Publicly available information serves as a launching pad for attackers initial efforts to research potential areas of exploitation.
While your organization may be exercising efforts to reduce vulnerabilities, many times attackers are looking for weaknesses in your defenses and personnel that when combined with other methodologies, can serve as an initial vector of entry or further exploit.
In this video, Nate Drier, SecureWorks Security Analysis Consultant, gives a demonstration of how an attacker would utilize port scans using Scans.io to conduct passive recon when profiling a target externally.
To learn more, watch the full webcast that features SecureWorks technical testers demonstrating and speaking about:
- Examples of real-world engagements
- Tactics and techniques commonly used to achieve their objectives
- Trends and weaknesses they are seeing in defenses
- Lessons learned
There's another really cool site to use for some anonymous recon against target environments and that is scans.io.
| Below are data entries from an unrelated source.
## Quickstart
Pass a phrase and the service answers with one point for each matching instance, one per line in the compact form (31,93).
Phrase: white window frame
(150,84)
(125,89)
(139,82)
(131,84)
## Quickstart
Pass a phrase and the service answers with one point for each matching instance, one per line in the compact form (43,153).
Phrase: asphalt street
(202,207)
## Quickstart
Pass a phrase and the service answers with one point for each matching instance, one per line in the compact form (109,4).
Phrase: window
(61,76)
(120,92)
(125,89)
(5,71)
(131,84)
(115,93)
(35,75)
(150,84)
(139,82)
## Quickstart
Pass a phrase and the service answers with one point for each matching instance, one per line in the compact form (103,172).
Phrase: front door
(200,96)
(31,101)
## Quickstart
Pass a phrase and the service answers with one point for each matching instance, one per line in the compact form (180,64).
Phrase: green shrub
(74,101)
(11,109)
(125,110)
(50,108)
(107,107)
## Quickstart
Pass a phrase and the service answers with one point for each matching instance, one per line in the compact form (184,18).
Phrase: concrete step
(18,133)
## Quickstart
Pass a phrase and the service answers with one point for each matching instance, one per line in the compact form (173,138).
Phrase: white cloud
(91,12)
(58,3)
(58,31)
What these guys do are full port scans or directed port scans of the entire internet or full internet. So you can see they do things like icmp echo requests against every public ip address and ipv4 space. Look for things like ssh, telnet, even some specific vulnerabilities such as heartbleed and some other ssl issues.
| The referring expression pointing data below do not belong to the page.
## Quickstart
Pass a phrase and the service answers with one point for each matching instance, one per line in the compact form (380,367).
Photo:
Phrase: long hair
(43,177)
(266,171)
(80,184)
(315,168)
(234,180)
You can download the raw data and query that or there's a site, censys.io, which already has that data preloaded and you can do searches against it. So, for example that net range that Trenton found earlier for Dell, we can search. It will bring back basically a port scan for us. Or a limited port scan of all of the systems in this net block that belongs to Dell. You can see some of port 80 opened, 80443. This one has ssh. If we wanted to filter that down a little bit, we can say in this net block and protocols, just 22. So show me all the systems in this net block that just have 22 which is ssh open. Change that to 23/telnet. Same thing. Search, find those two hosts and the whole slash 16. If you want to do some password guessing, here is where you come and look for it. We can do even further; we can say show me everything in that netblock that has port 21, which is ftp open and is running Filezilla. And we can see there is one system here. It pulls the banner. Tells us what version of Filezilla, shows us a map of where they are located. It's pretty useful. You can do something similar. Show me all the systems that have port 80, which is http open, and is running, lets say Tomcat. It will pull the header and it knows its running Apache Tomcat. Another one that netblock and unauthorized. Meaning we need to have some type of credentials to access. Just like before, this would be a good place to start if we had credentials and wanted to find systems to see where they worked or where we could log in.